Al presidir el Papa Francisco la conmoración del cincuenta aniversario de la institución del Sínodo de los Obispos, lanzó una bomba al corazón de la “esquizofrenia del clericalismo”. Se puso él mismo al frente de la reforma que reclama la Iglesia al anunciar la “conversión del papado”, para dar más atención a las realidades de las iglesias locales y de los fieles. ¿Alguién pedía una señal de la vitalidad de la Iglesia católica?
Ya la renuncia del grande Benedicto XVI había dado el campanazo.
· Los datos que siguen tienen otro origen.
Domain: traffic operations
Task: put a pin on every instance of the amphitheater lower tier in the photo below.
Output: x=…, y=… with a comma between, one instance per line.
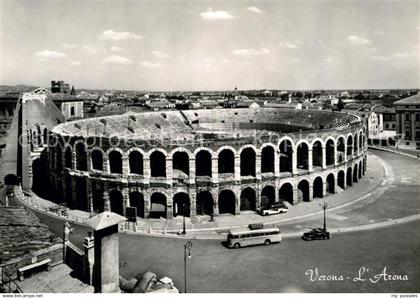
x=247, y=159
x=162, y=197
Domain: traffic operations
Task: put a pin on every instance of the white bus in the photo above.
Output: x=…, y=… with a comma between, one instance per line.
x=245, y=237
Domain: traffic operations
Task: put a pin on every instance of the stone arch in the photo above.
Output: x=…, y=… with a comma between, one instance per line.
x=81, y=194
x=227, y=202
x=349, y=177
x=330, y=152
x=226, y=161
x=137, y=200
x=158, y=205
x=341, y=145
x=349, y=145
x=181, y=162
x=248, y=199
x=268, y=196
x=203, y=163
x=317, y=153
x=181, y=204
x=116, y=201
x=97, y=157
x=318, y=188
x=68, y=157
x=248, y=161
x=59, y=160
x=341, y=179
x=286, y=155
x=135, y=160
x=115, y=162
x=81, y=156
x=355, y=173
x=204, y=203
x=45, y=136
x=286, y=193
x=267, y=159
x=302, y=149
x=98, y=200
x=330, y=183
x=303, y=190
x=157, y=164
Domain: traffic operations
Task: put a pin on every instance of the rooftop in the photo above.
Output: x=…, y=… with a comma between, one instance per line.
x=21, y=232
x=412, y=100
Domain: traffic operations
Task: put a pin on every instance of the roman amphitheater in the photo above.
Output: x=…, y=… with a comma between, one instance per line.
x=199, y=162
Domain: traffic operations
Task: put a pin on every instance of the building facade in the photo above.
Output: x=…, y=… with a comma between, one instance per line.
x=408, y=121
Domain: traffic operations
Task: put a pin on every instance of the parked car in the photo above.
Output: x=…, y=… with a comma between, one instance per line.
x=273, y=210
x=316, y=234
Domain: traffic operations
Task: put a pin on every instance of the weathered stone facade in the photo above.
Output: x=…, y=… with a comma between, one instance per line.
x=217, y=175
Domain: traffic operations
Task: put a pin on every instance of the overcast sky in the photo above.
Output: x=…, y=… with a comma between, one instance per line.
x=211, y=45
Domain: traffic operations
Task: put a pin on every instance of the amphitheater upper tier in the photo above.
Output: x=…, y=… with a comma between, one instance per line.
x=208, y=126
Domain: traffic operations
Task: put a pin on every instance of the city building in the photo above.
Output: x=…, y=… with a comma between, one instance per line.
x=408, y=121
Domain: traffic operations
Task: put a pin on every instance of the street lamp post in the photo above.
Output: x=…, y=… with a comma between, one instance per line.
x=187, y=250
x=184, y=231
x=324, y=206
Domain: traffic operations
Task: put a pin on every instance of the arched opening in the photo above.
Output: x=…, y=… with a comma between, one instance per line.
x=137, y=200
x=158, y=205
x=356, y=143
x=267, y=160
x=248, y=199
x=136, y=162
x=355, y=173
x=341, y=181
x=181, y=163
x=157, y=164
x=98, y=200
x=97, y=160
x=318, y=188
x=268, y=196
x=181, y=204
x=227, y=202
x=81, y=194
x=330, y=152
x=226, y=161
x=59, y=160
x=349, y=146
x=115, y=162
x=302, y=156
x=116, y=200
x=204, y=203
x=45, y=135
x=349, y=177
x=340, y=149
x=248, y=162
x=68, y=159
x=11, y=179
x=303, y=191
x=81, y=160
x=330, y=183
x=286, y=156
x=286, y=193
x=317, y=154
x=40, y=184
x=203, y=163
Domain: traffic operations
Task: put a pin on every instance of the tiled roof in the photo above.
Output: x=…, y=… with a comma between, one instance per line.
x=412, y=100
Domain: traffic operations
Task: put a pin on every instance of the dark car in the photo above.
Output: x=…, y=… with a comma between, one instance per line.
x=316, y=234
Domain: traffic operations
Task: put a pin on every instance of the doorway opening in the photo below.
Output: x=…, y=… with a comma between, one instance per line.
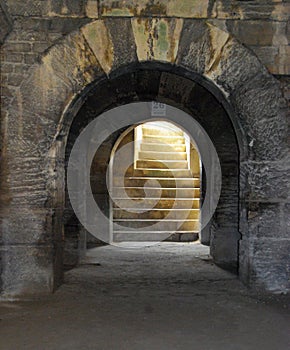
x=157, y=196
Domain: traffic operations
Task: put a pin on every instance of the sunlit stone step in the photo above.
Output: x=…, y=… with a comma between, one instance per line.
x=162, y=164
x=151, y=181
x=157, y=147
x=157, y=225
x=141, y=192
x=157, y=214
x=162, y=155
x=150, y=203
x=179, y=140
x=173, y=173
x=155, y=131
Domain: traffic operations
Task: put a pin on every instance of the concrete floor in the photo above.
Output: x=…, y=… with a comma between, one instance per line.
x=169, y=296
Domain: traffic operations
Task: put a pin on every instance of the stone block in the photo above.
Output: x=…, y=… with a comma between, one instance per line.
x=91, y=8
x=160, y=8
x=266, y=220
x=275, y=10
x=260, y=105
x=157, y=39
x=270, y=265
x=27, y=270
x=24, y=226
x=123, y=42
x=253, y=32
x=224, y=248
x=267, y=181
x=194, y=46
x=6, y=23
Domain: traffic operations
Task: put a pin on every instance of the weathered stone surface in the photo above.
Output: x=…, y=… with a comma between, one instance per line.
x=267, y=220
x=91, y=8
x=6, y=22
x=100, y=42
x=194, y=46
x=27, y=227
x=269, y=269
x=157, y=39
x=233, y=66
x=223, y=248
x=267, y=181
x=51, y=8
x=147, y=8
x=175, y=88
x=27, y=270
x=275, y=10
x=260, y=104
x=123, y=42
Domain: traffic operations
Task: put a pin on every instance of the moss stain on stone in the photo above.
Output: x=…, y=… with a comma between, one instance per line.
x=99, y=40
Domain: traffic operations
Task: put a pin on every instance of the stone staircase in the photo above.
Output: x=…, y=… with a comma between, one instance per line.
x=168, y=208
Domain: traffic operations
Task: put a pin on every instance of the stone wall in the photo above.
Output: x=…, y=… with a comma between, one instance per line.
x=53, y=52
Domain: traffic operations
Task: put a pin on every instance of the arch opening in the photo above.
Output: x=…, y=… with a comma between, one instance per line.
x=222, y=233
x=164, y=163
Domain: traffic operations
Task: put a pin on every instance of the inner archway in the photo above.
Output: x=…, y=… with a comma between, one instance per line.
x=221, y=233
x=160, y=185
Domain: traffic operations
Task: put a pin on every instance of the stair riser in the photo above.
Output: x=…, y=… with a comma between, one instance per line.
x=162, y=156
x=165, y=164
x=156, y=214
x=160, y=173
x=164, y=140
x=155, y=193
x=150, y=147
x=120, y=181
x=160, y=132
x=148, y=204
x=170, y=226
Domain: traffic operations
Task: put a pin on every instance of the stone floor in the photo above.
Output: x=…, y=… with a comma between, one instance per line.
x=169, y=296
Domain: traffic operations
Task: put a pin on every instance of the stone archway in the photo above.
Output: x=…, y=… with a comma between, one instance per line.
x=38, y=121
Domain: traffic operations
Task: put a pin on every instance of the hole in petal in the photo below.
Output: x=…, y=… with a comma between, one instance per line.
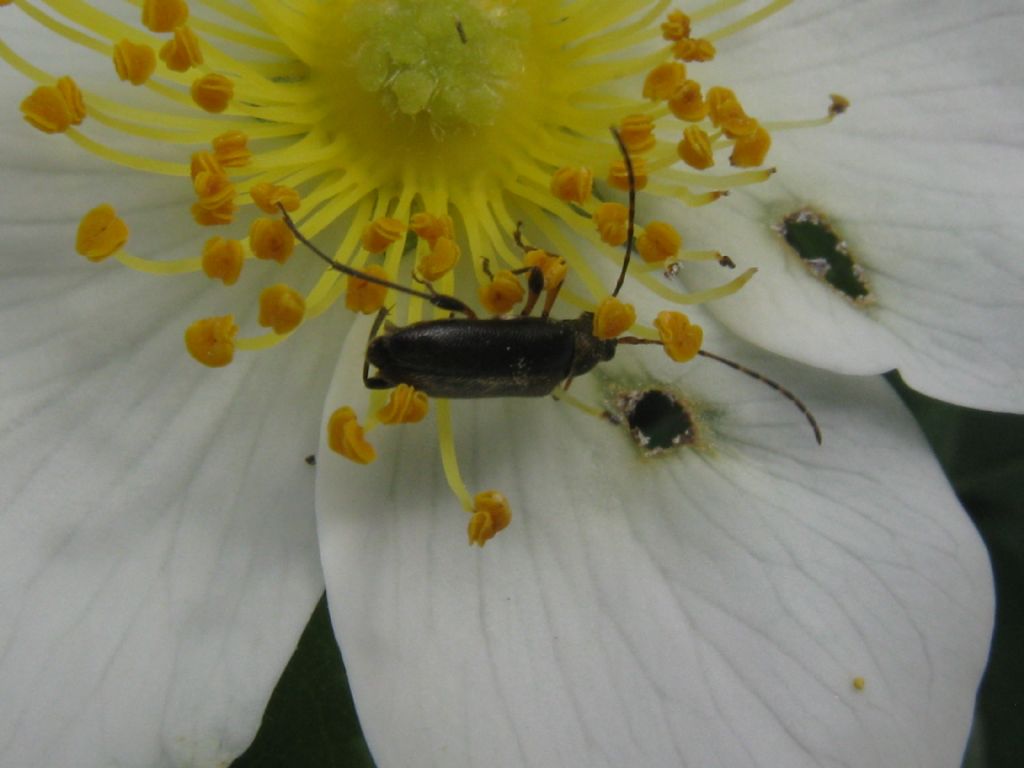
x=824, y=254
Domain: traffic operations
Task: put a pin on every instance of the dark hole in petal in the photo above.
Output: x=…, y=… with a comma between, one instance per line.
x=824, y=253
x=656, y=420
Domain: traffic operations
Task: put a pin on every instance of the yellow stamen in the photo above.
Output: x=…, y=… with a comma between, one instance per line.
x=164, y=15
x=231, y=150
x=345, y=436
x=364, y=296
x=134, y=62
x=491, y=515
x=211, y=340
x=503, y=293
x=572, y=184
x=681, y=338
x=267, y=197
x=439, y=260
x=213, y=92
x=100, y=233
x=381, y=232
x=658, y=242
x=182, y=51
x=612, y=222
x=695, y=148
x=281, y=307
x=222, y=259
x=404, y=406
x=612, y=317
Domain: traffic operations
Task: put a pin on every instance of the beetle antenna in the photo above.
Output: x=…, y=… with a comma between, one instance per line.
x=439, y=300
x=631, y=176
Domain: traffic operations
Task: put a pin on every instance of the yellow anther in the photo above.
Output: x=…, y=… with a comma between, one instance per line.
x=439, y=260
x=612, y=317
x=695, y=148
x=572, y=184
x=364, y=296
x=663, y=81
x=100, y=232
x=637, y=132
x=211, y=340
x=181, y=52
x=681, y=338
x=204, y=162
x=503, y=293
x=552, y=267
x=381, y=232
x=676, y=27
x=215, y=199
x=658, y=242
x=222, y=259
x=693, y=49
x=282, y=308
x=620, y=179
x=612, y=222
x=491, y=514
x=267, y=196
x=404, y=406
x=231, y=150
x=134, y=62
x=271, y=240
x=750, y=151
x=687, y=102
x=164, y=15
x=345, y=436
x=213, y=92
x=430, y=227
El hombre “más poderoso del planeta” dejaba “el poder” para irse a rezar. El Espíritu Santo trabajó horas extras para iluminar al Colegio cardenalicio y darle a la Iglesia un coloso a la altura de la renuncia de Benedicto XVI. ¡Qué bien le salió la pieza de recambio!
Francisco, en esa humildad argentina (parecería broma); en esa inocencia jesuítica (otra más), en esa invencible valentía con la que desdeñó la seguridad y llamó, besó, arrulló a Sophie Cruz, la oaxaqueñita de Washington –y con ella a todos los migrantes mexicanos– ha conquistado a pulso ser la roca de la Iglesia… y del mundo.
En la Iglesia de Francisco –la de Jesús—“nadie puede ser elevado por encima de los otros”. Quiere una pirámide invertida: la base arriba y los que “mandan” abajo. ¿Por qué? ¿Se le cruzó algún cable? preguntarán los acomodaditos de siempre. Nada de eso: el único poder es la autoridad del servicio; “el único poder es el servicio a la cruz”.
La conversión del papado camina, está en marcha. Dicen los que saben de calidad total que la casa debe barrerse de arriba para abajo. Nos toca seguir a nosotros. A cada uno de nosotros. Nos toca ahora elegir entre la misericordia o el abismo.